Currently, Shapefile.jl assumes that this string is a ESRI WKT1 string when it encounters a .prj file (even though that is not necessarily the case), and it is probably not writing the .prj file in the write function for some reason?

I suggest that you open an issue in Shapefile.jl if that is the case.

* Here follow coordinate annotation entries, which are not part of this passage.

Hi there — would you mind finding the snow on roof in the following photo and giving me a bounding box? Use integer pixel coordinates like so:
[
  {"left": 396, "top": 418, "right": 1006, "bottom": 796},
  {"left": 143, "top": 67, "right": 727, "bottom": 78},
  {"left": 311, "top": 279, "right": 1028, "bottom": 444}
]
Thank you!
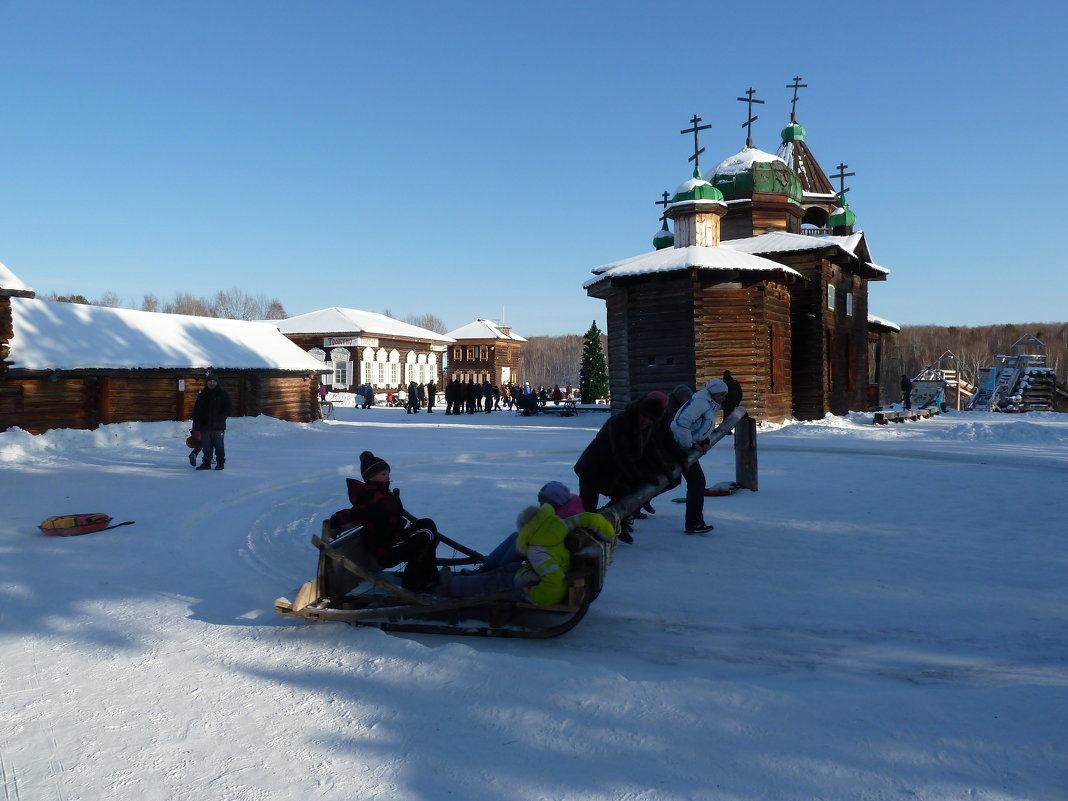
[
  {"left": 271, "top": 307, "right": 453, "bottom": 342},
  {"left": 445, "top": 317, "right": 527, "bottom": 342},
  {"left": 720, "top": 231, "right": 860, "bottom": 255},
  {"left": 712, "top": 147, "right": 786, "bottom": 175},
  {"left": 868, "top": 314, "right": 901, "bottom": 331},
  {"left": 582, "top": 245, "right": 801, "bottom": 288},
  {"left": 721, "top": 231, "right": 890, "bottom": 274},
  {"left": 7, "top": 298, "right": 323, "bottom": 373},
  {"left": 0, "top": 263, "right": 33, "bottom": 293}
]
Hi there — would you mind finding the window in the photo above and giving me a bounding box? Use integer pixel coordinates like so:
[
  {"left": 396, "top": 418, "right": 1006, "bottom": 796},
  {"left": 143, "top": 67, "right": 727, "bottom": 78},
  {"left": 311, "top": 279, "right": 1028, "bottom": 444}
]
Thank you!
[{"left": 333, "top": 362, "right": 352, "bottom": 387}]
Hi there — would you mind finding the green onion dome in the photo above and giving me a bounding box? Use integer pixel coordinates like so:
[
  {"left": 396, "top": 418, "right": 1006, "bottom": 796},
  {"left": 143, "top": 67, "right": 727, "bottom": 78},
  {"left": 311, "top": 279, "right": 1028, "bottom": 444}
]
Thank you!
[
  {"left": 653, "top": 217, "right": 675, "bottom": 250},
  {"left": 671, "top": 167, "right": 723, "bottom": 203},
  {"left": 712, "top": 147, "right": 802, "bottom": 203},
  {"left": 827, "top": 201, "right": 857, "bottom": 229},
  {"left": 783, "top": 123, "right": 805, "bottom": 144}
]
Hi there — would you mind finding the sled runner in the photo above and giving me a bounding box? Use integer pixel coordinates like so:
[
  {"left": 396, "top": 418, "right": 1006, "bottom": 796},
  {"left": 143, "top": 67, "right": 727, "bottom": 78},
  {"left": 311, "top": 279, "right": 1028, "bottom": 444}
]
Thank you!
[
  {"left": 274, "top": 520, "right": 613, "bottom": 638},
  {"left": 37, "top": 512, "right": 134, "bottom": 537}
]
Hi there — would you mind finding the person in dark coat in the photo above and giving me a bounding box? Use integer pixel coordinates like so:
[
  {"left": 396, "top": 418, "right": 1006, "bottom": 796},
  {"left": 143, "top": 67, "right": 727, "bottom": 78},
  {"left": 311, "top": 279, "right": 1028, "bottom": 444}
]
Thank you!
[
  {"left": 193, "top": 374, "right": 233, "bottom": 470},
  {"left": 575, "top": 393, "right": 664, "bottom": 543},
  {"left": 656, "top": 386, "right": 717, "bottom": 534},
  {"left": 464, "top": 378, "right": 482, "bottom": 414},
  {"left": 330, "top": 451, "right": 438, "bottom": 593},
  {"left": 901, "top": 373, "right": 912, "bottom": 409},
  {"left": 717, "top": 370, "right": 741, "bottom": 420},
  {"left": 444, "top": 378, "right": 456, "bottom": 414}
]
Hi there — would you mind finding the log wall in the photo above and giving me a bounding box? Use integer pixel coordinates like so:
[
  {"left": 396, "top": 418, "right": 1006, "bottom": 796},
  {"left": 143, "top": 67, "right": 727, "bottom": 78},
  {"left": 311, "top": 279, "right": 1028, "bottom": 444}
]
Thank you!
[
  {"left": 623, "top": 273, "right": 695, "bottom": 406},
  {"left": 0, "top": 371, "right": 318, "bottom": 434},
  {"left": 694, "top": 277, "right": 794, "bottom": 422}
]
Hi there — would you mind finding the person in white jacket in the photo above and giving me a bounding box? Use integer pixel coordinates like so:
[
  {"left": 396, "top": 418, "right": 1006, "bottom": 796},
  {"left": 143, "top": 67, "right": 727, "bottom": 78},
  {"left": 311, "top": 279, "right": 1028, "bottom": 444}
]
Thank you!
[{"left": 671, "top": 378, "right": 727, "bottom": 534}]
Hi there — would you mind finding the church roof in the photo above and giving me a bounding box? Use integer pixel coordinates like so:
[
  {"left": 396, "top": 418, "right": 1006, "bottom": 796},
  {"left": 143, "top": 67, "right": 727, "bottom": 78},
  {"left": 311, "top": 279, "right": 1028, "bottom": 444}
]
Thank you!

It might, but this also seems pretty simple (I renamed the shape file to make the commands shorter)

using GMT

D = gmtread("Statewide_CA_PLSS_NAD83AlbersCA_20240718.shp.zip");
D2 = filter(D, SECTION=["OE", "TA", "EA"]);
gmtwrite("OETAEA.shp", D2)
viz(D2, name="OEATEA.png")

This works for me:

using Shapefile
using Downloads: download
using GeoDataFrames
using ArchGDAL
using DataFrames

#https://juliageo.org/GeometryOps.jl/dev/tutorials/creating_geometry

# paths 2 files 
url = "https://calpip.cdpr.ca.gov/content/groundwater/shapefiles/Statewide_CA_PLSS_NAD83AlbersCA_20240718.zip"
local_zip = "/Users/gardnera/Downloads/junk.zip";

path2shp = "/Users/gardnera/Downloads/junk/Statewide_CA_PLSS_NAD83AlbersCA_20240718.shp"
path2shp_new = replace(path2shp, ".shp" => "_new.shp")

# download and unzip
download(url, local_zip)
run(`unzip $local_zip`)

df = GeoDataFrames.read(path2shp)
df = subset!(df, "SECTION" => ByRow(x -> x ∉ ["EA", "OE", "TA"]));

# there is one geometry that does not match the others
same_geometry_index = typeof(df.geometry[1]) .== typeof.(df.geometry)
Shapefile.write(path2shp_new , df[same_geometry_index,:];force=true)

1 Like

@joa-quim GMT is a great option as well.

That’s right: subset shp while preserve proj · Issue #116 · JuliaGeo/Shapefile.jl (github.com)

You could keep it manually using GeoInterface.crs(handle), and then supply it to the Shapefile writer manually when writing out again.

Thanks. I think I missed understanding that the OP wanted those NOT in ["OE", "TA", "EA"]. I don’t have that implemented in GMT.jl, but it should not be difficult to do.

Yes, @juliohm, the problem is somewhere there. I took the original .prj file, renamed it, moved it to the folder with my modified .shp file and it all worked. I’ll file an issue with Shapefile.jl.

1 Like

@visr how would this work? I can’t seem to extract the crs from the shapefile.

Done in master.

1 Like

We should probably embed the crs in all the Shapefile.jl geometry objects so it can’t get lost.

Not difficult to do.

The other discussed alternative is DataAPI.metadata returning the crs fir a DataFrame. But it won’t work for e.g. a NamedTuple table, so embedding the crs in Polygon and other geoms is probably the best option.

If DataFrames’ table materializer preserves metadata then we may just want to hook Shapefile.Table up to DataAPI for a quick fix…

Its not very hard tecnically, but its a commitment to updating the ecosystem to handle the metadata.

We would need to document the metadata names in the GeoInterface.jl docs and implement checking them everywhere.